Игнаций с нетерпением ждал возвращения Гени. Он чувствовал себя так, словно послал армию в бой и не знает, с чем она вернется. Жена оставила ему полбуханки хлеба и воды — горячего ничего не было, Эдисон примус еще не исправил. Старую газету, принесенную Малиновским, он перечитал уже в десятый раз: немного о Данциге, много о Кухарской, застрелившей брата, и еще о том, что министры тоже копают траншеи.
В полдень под окном поднялся шум. Во дворе тоже кричали. Сражение велось точно по намеченному плану. Он очень беспокоился: неужели не выиграют боя? Несколько раз он хватался за последнюю папиросу, но удержался: закурит, когда вернется Геня.
Наконец она явилась, пришла вместе с Драпаловой. Обе раскрасневшиеся, возбужденные, будто и в самом деле участвовали в драке. Драпалова веселая, а Геня сердитая. Говорили обе сразу, и понять что-нибудь было нелегко.

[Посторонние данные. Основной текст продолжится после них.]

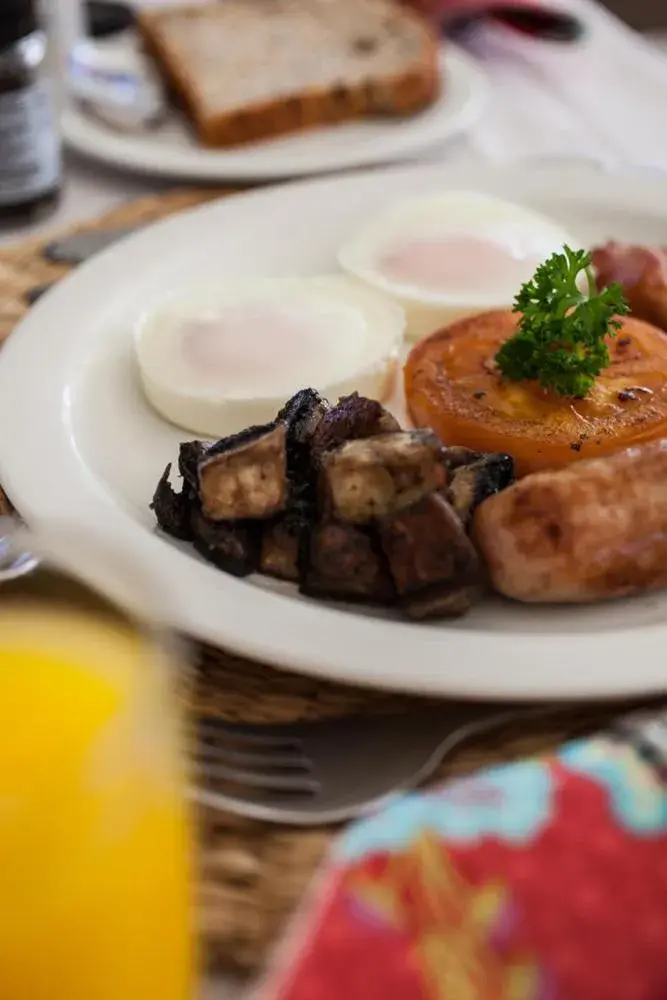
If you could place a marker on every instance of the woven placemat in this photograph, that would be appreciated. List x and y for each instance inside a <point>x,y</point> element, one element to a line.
<point>251,874</point>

— Не дождется он, чтобы в этой норе…
— И просил, и молил… а нам наплевать, копаем, и все тут…
— Я ему кричу: и так жизни от вас нет, хотите еще на тот свет отправить? Фигу вам!
— Собралось нас человек сорок. И всей гурьбой… Правда, лопат было мало.
— Я скорее к дверям и поленом по замку… а он за полицией…
— Не успел оглянуться, как мы дерн порезали и давай копать.
— Прибежал полицейский: разойдись!
— Досок не хватило, так мы их сразу притащили…
— Стоим, ничего. А он к нам. Пошел, кричу, к черту!
— Ну и порядок, щель что надо. Дерн сверху положили, может, еще примется…
— Не дал подвала, собачий сын! Те, что напротив живут, оказались такими тряпками, покричали, покричали и ушли…
Итак, не победила ни та, ни другая сторона. Щель в огороде Паенцкого вырыли, но подвал он свой не отдал. Особенно радоваться было нечему. Но на Кравчика этот маленький успех подействовал лучше лекарства. Оказывается, и они могут кое-что сделать, правда, не очень много, но все же пошли наперекор Паенцкому и полиции. Больше всего его радовало настроение Гени. Можно подумать, что она всю жизнь только тем и занималась, что штурмовала чужие подвалы. Она долго не могла успокоиться, все вспоминала старые обиды и клялась, что не позволит больше Лавицкому эксплуатировать себя.